Does the limit of proportions of objects in a sequence depend on the order of the objects in that sequence? Motivation : Suppose A is an infinite sequence of some objects, and I want to get some sense of the proportion of objects satisfying some property P. Intuitively, I can define
proportion = $\lim \limits_{n \to \infty} \frac {\sum_{k=1}^{n} f(A_k)}{n}$, where $f(A_k)=1$ if $A_k \in P$, and $0$ otherwise.
Question : Does this limit (or even its existence) depend on the order of the objects in the sequence A?
 A: Yes, quite dramatically. Take $A = \mathbb{N}$ to be the positive integers WLOG and let $S$ be the subset having property $P$. The full group $\text{Aut}(\mathbb{N})$ of permutations of $\mathbb{N}$ acts transitively on the set of all infinite subsets of $\mathbb{N}$ whose complement is also infinite, so if $S$ is infinite with infinite complement then the limit you describe can have any value in $[0, 1]$, or be undefined, depending on the order.
For example, take $S$ to be the odd numbers. In the usual order the limit is $\frac{1}{2}$; this is called the natural density. But if we consider the order
$$1, 2, \\ 3, 5, 4, \\ 7, 9, 11, 6, \\ 13, 15, 17, 19, 8, \dots$$
in which we alternate between one even number and $k$ odd numbers for all positive integers $k$, then the limit is $1$. Variations of this idea can be used to produce any other limit or no limit.

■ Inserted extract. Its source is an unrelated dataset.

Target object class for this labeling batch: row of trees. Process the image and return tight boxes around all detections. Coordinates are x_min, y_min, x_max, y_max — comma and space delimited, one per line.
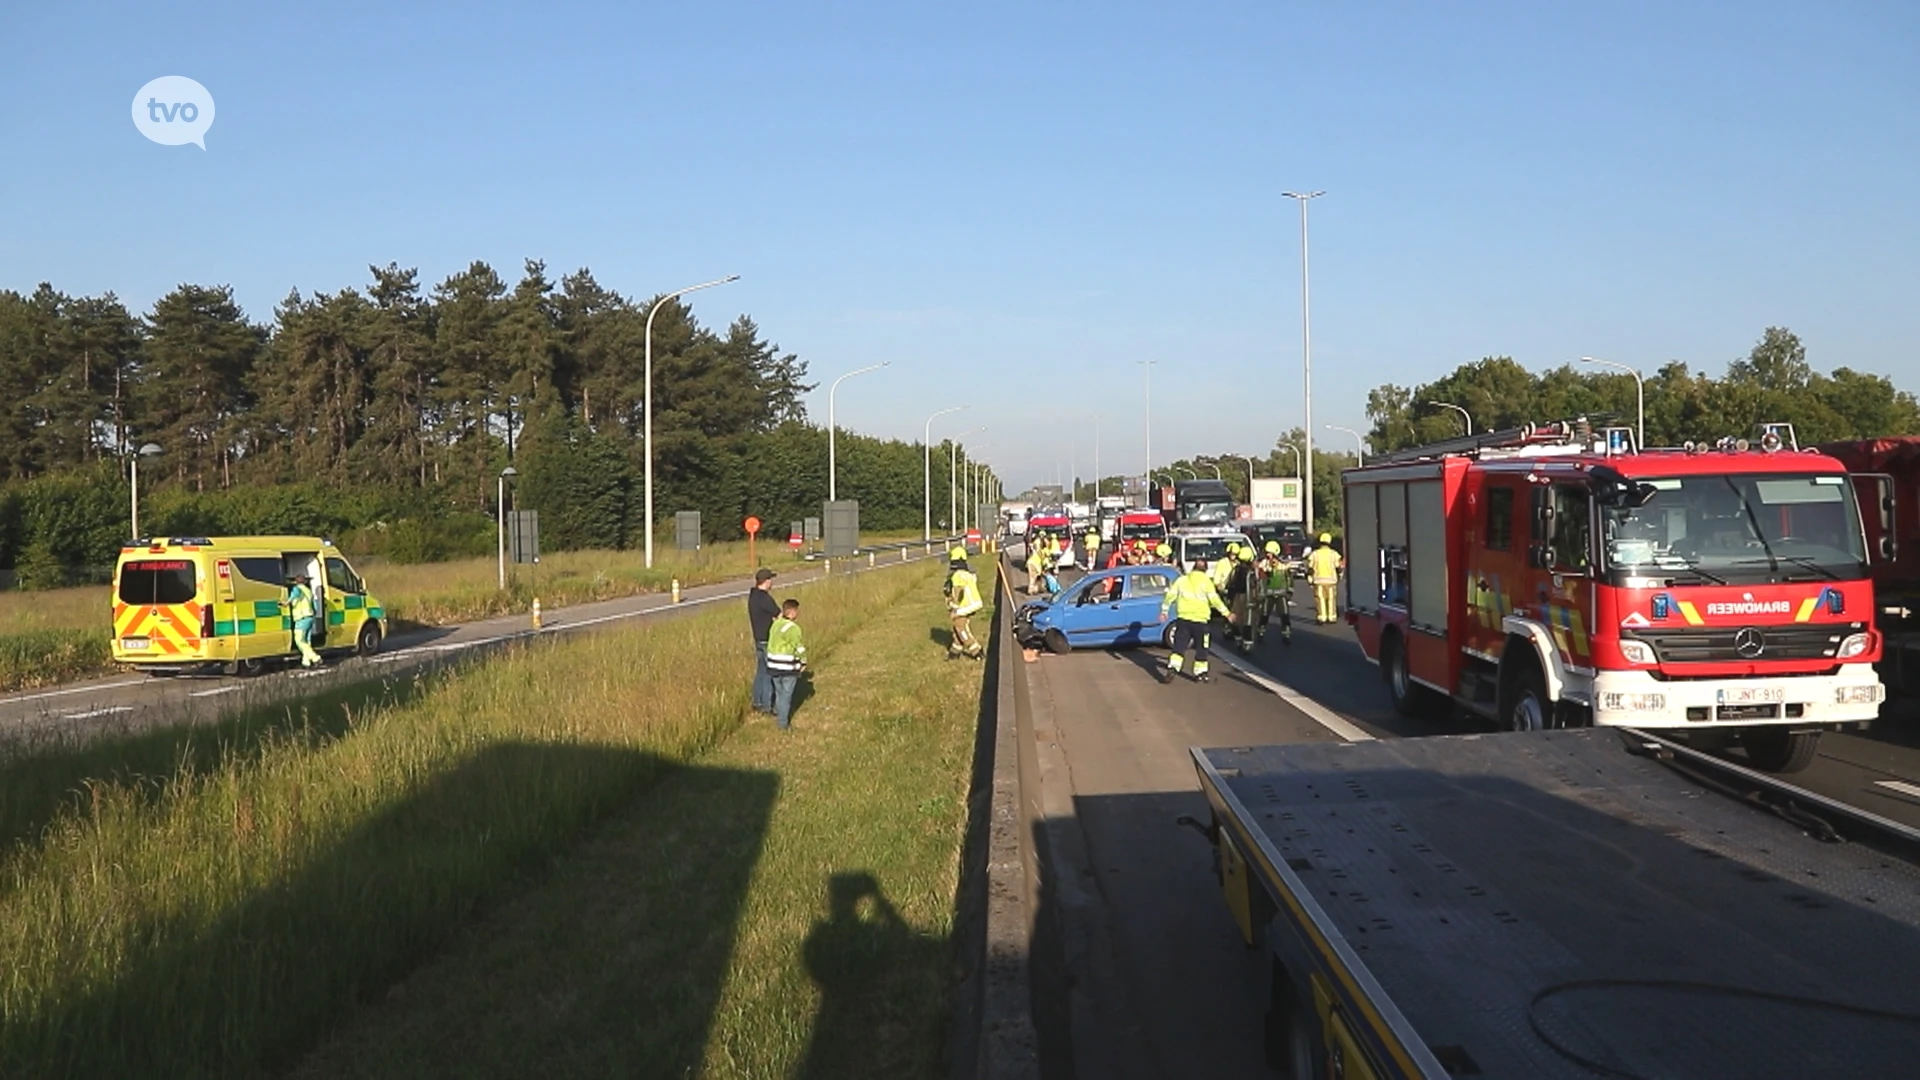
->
0, 263, 996, 579
1364, 328, 1919, 454
1058, 328, 1915, 536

To produce a limit $r \in [0, 1]$ take a sequence $\frac{p_k}{q_k}$ of rational approximations converging to $r$ (which can become eventually constant if $r$ is rational) and alternate between $q_k$ even numbers and $p_k$ odd numbers. To produce no limit, alternate between $2^k$ even numbers and $2^k$ odd numbers; this causes the density to fluctuate between $\frac{1}{2}$ and $\frac{1}{3}$. This is related to the fact that the "Benford subset" of positive integers whose first digit is $1$ has no natural density.
On the other hand, if $S$ is finite then the density is $0$ regardless of the order, and if $S$ is cofinite (has finite complement) then the density is $1$ regardless of the order.

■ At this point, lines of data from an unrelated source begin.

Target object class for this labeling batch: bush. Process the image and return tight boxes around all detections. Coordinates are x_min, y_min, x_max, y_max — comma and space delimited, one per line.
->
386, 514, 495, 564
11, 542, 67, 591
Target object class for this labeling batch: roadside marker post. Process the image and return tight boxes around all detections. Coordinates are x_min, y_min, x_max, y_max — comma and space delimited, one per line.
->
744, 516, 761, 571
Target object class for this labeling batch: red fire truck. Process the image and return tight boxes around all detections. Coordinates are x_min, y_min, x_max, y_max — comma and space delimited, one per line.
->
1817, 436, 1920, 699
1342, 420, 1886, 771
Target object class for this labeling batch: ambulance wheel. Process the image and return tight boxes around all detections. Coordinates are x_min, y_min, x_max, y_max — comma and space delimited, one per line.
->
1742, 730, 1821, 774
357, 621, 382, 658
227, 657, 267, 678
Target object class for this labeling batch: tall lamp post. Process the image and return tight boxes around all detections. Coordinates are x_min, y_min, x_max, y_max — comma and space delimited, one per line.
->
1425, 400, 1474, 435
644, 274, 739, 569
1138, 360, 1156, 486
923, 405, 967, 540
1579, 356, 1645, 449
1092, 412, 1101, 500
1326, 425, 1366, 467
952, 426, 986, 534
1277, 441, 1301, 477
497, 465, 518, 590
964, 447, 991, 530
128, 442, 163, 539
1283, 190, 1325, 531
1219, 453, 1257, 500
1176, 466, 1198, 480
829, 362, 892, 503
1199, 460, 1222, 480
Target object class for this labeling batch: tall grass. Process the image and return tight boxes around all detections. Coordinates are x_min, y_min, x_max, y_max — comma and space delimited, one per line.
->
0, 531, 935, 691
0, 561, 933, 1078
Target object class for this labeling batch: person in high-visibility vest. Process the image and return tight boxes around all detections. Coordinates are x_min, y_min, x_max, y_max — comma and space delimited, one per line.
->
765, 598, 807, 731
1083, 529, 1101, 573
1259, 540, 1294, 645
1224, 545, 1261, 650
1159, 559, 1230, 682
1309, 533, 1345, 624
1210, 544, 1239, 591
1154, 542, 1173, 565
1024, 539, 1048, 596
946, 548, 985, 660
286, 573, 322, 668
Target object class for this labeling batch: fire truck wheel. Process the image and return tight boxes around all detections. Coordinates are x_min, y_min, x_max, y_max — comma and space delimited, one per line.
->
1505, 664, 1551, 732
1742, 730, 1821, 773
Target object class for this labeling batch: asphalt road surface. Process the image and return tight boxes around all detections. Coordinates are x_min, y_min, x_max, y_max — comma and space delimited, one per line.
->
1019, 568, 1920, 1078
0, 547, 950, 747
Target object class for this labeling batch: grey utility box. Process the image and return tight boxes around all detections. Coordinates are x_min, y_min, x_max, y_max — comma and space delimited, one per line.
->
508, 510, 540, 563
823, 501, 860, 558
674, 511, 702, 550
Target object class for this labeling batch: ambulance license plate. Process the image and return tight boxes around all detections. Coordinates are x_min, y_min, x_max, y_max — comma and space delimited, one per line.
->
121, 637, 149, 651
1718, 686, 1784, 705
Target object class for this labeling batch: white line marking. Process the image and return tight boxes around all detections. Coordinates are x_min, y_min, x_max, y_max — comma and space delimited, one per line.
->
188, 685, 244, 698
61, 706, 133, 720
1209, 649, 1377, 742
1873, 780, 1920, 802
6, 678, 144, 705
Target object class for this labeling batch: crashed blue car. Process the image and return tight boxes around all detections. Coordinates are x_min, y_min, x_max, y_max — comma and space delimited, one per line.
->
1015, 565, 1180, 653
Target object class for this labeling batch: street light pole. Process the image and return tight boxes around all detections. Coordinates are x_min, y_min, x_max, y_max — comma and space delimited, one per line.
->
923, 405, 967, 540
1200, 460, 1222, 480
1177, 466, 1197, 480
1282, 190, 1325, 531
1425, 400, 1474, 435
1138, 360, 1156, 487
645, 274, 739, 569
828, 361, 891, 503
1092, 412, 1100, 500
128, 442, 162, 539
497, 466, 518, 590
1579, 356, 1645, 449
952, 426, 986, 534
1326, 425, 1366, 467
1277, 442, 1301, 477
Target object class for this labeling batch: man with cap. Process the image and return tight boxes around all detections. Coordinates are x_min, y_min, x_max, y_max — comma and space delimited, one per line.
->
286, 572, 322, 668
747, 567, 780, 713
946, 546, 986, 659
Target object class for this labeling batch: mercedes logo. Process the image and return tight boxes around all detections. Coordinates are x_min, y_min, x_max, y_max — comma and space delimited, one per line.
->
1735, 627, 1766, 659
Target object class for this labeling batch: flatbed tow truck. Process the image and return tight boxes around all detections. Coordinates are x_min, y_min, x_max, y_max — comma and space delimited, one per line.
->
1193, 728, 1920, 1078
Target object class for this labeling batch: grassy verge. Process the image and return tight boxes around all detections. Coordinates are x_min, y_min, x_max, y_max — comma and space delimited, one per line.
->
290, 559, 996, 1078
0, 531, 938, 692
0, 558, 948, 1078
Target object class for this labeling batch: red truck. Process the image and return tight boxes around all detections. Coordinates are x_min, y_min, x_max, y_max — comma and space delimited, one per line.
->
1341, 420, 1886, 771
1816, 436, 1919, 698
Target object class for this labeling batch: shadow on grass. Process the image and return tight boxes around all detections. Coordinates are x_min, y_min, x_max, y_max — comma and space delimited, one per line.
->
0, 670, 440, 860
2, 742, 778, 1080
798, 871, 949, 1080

A: Yes the limit does exist.  Define an event of picking up an object and noting whether it has property P.  Then your limit function is basically the definition of the probability of an event.  Although your function f will flip-flop between 0 and 1, the impact of each new 0 or each new 1 on the total sum will become vanishingly small as n becomes increasingly large.

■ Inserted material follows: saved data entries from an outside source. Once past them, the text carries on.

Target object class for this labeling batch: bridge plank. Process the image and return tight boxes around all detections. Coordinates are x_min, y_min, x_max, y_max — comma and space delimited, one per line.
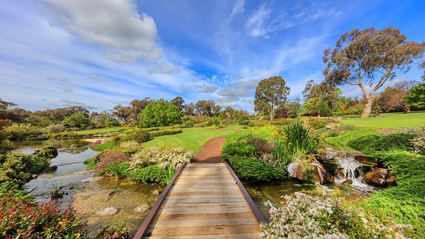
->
138, 163, 261, 239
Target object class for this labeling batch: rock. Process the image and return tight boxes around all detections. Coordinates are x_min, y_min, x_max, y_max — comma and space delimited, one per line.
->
288, 159, 327, 184
342, 179, 353, 185
365, 168, 395, 186
327, 175, 335, 183
353, 154, 376, 165
151, 189, 161, 196
96, 207, 118, 216
134, 205, 147, 214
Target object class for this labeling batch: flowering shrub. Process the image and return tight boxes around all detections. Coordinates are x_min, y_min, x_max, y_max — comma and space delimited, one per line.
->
96, 151, 130, 174
0, 185, 83, 238
411, 127, 425, 155
130, 147, 192, 170
261, 192, 410, 239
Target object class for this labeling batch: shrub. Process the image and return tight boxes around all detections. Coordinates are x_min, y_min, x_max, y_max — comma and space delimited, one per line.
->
131, 147, 192, 170
222, 141, 258, 159
34, 146, 58, 159
104, 161, 131, 178
62, 112, 93, 129
361, 151, 425, 237
96, 151, 130, 175
227, 156, 286, 182
262, 192, 409, 239
0, 153, 49, 185
140, 99, 182, 128
95, 224, 131, 239
3, 124, 44, 140
132, 131, 151, 143
411, 127, 425, 155
128, 165, 173, 185
149, 129, 182, 137
207, 117, 222, 127
348, 133, 413, 153
0, 186, 83, 238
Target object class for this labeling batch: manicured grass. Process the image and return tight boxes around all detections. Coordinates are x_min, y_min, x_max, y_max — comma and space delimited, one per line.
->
64, 127, 126, 135
324, 128, 377, 151
143, 126, 242, 153
341, 112, 425, 129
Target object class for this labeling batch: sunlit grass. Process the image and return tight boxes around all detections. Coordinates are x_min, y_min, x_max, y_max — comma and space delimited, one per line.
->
341, 112, 425, 129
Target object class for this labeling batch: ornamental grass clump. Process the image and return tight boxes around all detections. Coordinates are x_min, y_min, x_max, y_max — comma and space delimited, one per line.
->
261, 192, 411, 239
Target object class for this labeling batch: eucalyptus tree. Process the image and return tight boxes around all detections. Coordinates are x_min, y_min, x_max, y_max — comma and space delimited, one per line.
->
323, 27, 425, 117
254, 76, 290, 120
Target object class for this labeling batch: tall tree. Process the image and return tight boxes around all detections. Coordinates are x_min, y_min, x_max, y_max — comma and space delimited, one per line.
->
378, 81, 417, 113
171, 96, 185, 112
195, 100, 221, 117
302, 80, 340, 116
254, 76, 290, 120
323, 27, 425, 118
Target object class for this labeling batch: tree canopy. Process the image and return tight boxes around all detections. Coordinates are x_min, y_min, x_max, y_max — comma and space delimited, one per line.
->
139, 99, 182, 128
323, 27, 425, 117
254, 76, 290, 120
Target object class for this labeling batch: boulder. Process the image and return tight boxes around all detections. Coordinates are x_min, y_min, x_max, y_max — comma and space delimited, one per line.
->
342, 179, 353, 185
96, 207, 118, 216
134, 205, 147, 214
288, 159, 327, 184
365, 168, 395, 186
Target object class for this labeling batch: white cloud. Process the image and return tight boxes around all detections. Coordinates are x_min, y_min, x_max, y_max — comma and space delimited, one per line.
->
145, 63, 181, 75
245, 4, 272, 38
45, 0, 162, 63
230, 0, 245, 18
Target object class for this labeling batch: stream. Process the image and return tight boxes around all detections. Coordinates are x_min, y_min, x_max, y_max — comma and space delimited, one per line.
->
13, 140, 160, 236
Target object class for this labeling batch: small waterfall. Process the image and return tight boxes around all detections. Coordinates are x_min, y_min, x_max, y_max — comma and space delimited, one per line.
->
333, 154, 374, 192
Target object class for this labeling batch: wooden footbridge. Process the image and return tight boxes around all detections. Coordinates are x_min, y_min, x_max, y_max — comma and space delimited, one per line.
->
133, 162, 265, 239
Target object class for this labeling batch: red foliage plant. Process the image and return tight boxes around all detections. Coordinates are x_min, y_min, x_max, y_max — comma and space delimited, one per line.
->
96, 151, 130, 174
0, 190, 82, 238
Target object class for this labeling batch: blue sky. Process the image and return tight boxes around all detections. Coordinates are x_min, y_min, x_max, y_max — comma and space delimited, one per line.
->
0, 0, 424, 112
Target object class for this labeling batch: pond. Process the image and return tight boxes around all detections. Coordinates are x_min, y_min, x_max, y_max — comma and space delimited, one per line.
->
12, 139, 160, 236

So if my objects are coins and P is the property (lying heads-up), then as I examine more and more coins the closer your limit will get to 0.5. By the time I've looked at 1,000,000 coins, say, the sum might be at 502,301/1,000,000.  If the next coin is a head, it will become 502,302/1,000,001.  If it is a tail, 502,301/1,000,000, but the difference is negligible.